One thing about this statement is that it doesn't start at the beginning. It makes more sense starting from the beginning and then seeing how it unfolded into the eventual holocaust. 

 

1) Jews existed which hold to a belief system of racial superiority - the first genetic humans beings out of which all other races, branched off, and perhaps digressed away from. The Jewish attitude towards, "gentiles," is a glaring factor at the foundation of all of this. 

 

2) Jews, holding racial superiority complexes via their religion and historical views, settled in Europe, including Germany. 

 

3) Hitler, a Roman Catholic knowing of the Jews claims and ideas about racial superiority, took a common christian bias against the Jews and he ran with it. This was taken to claiming the Jews as sub human, not racially superior. As a response to the initial claims of Jews thinking they are superior. 

 

4) This led to building a competitive claim to racial superiority based on the Aryan race, rather than the Jewish race, as the master race. It involved historical revision. 

 

5) After rising to power and first attempting to ship Jews off to new locations, mass killing Jews began taking place.

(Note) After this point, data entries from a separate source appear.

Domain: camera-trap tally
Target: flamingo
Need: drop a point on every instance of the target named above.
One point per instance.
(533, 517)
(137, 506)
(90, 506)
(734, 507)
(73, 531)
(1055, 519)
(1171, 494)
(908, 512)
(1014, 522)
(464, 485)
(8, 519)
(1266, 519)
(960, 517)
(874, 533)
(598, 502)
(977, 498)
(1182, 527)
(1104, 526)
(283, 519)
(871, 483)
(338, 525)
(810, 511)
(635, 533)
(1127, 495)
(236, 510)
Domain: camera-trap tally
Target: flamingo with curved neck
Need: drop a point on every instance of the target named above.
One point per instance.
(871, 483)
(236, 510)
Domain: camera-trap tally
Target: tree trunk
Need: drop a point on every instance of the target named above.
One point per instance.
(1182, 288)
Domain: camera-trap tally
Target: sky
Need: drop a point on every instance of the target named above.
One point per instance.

The holocaust is the result. 

 

So from this perspective, the Nazi's were a reaction to the initial action of Jewish people believing they're superior to gentile peoples. But this still shows that on their own terms, the Nazi's would have seen themselves as justified. There's still a problem with trying to justify this, in any case. But because the Jews were hunted down and slain, in large numbers, it's politically incorrect to acknowledge their fault in all of this. There are, in this instance, clearly two sides. And both are mistakenly wrong, each in their own ways. And the collective result of chasing a racial superiority complex led to complete mayhem. 

 

 

Oh yes, there is blame to go around. No one is blameless. There are two sides to every story. But, I think in some cases one side clearly holds more blame than the other.

 

In this case, yes, Jewish beliefs and preachments doubtless prompted some of the Nazi vitriol. But there's reacting and overreacting, to put it mildly. As you say though, we still need to be on the outside to try and make these kinds of adjudications. The politically incorrect point is very well taken though. We shouldn't try to pretend that things happened in a way they didn't, even if it's fashionable to do so.